Кто-то заставил приоткрыть расслабленные губки, пропихнул в рот какие-то таблетки.
– Глотай! – услышала она, – сейчас полегче станет.
Вика попыталась отвернуть голову вбок и выплюнуть непонятное снадобье.
– Глотай, я сказал, сука!! – сдавил кто-то щеки.
Пришлось сделать усилие – послушно проглотить две или три таблетки…
Потом голосов стало больше.
– Привет, Евген! Проститутку что ль сняли?
– Не-е… с Генариком приперлась. Сама умоляла, чтоб оттрахали.
– Клеевая киска. Пьяная, что ль?..
– Обкурилась чуток и колес дали. Щас первый торчок пройдет, поживее будет…
И ей действительно становилось лучше – приступы тошноты так же неожиданно прекратились, как и начались; лоб уж не покрывался холодным потом; губы порозовели. Однако улучшение было чудным и необычным: равнодушие сменилось интересом; творившееся с ней вдруг представилось чем-то увлекательным и совсем не мерзким, не отвратительным…
«Он отпускает меня!
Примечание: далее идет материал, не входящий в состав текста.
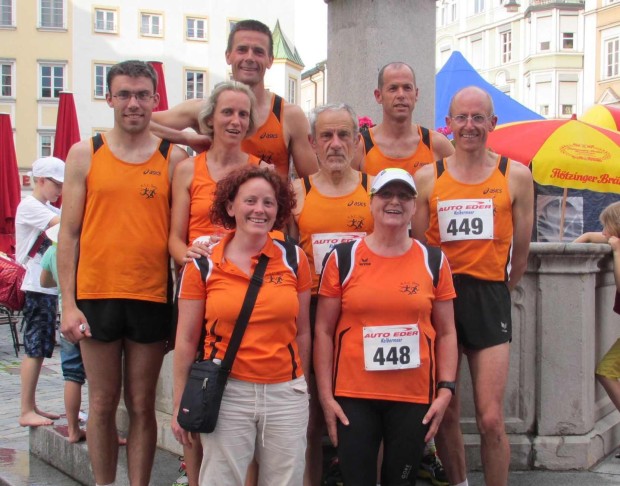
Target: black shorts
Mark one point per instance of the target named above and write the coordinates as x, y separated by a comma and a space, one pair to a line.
397, 424
482, 312
137, 320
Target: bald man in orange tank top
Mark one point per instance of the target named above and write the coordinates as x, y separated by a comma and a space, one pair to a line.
397, 141
114, 269
479, 208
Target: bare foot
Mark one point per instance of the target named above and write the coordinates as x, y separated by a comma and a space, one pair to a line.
49, 415
79, 437
33, 419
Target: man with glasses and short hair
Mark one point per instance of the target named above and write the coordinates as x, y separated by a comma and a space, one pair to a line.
487, 247
282, 128
113, 267
397, 141
34, 215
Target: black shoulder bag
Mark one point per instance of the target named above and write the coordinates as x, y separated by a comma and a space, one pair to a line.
200, 403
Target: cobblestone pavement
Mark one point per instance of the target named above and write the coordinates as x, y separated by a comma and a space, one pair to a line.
49, 390
14, 439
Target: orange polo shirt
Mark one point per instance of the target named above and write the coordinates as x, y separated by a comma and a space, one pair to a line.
268, 351
376, 160
485, 259
124, 239
385, 291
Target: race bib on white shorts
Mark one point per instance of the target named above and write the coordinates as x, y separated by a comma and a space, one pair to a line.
391, 347
465, 219
322, 243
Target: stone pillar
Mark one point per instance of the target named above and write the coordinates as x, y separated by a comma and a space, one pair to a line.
568, 432
364, 35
Барклай меня отпускает!! – осенила счастливая догадка. – Или так восхитительно действует грузинская травка?.. И пусть действует – какая разница?! Разве это не выход?! Ведь я чувствую себя легко и абсолютно свободно!!!»
И со сладостной улыбкой на устах, Виктория окончательно утеряла над собой контроль. Невесть откуда появились силы, веселость, азарт, возбуждение; на короткое время вернулась острота зрения.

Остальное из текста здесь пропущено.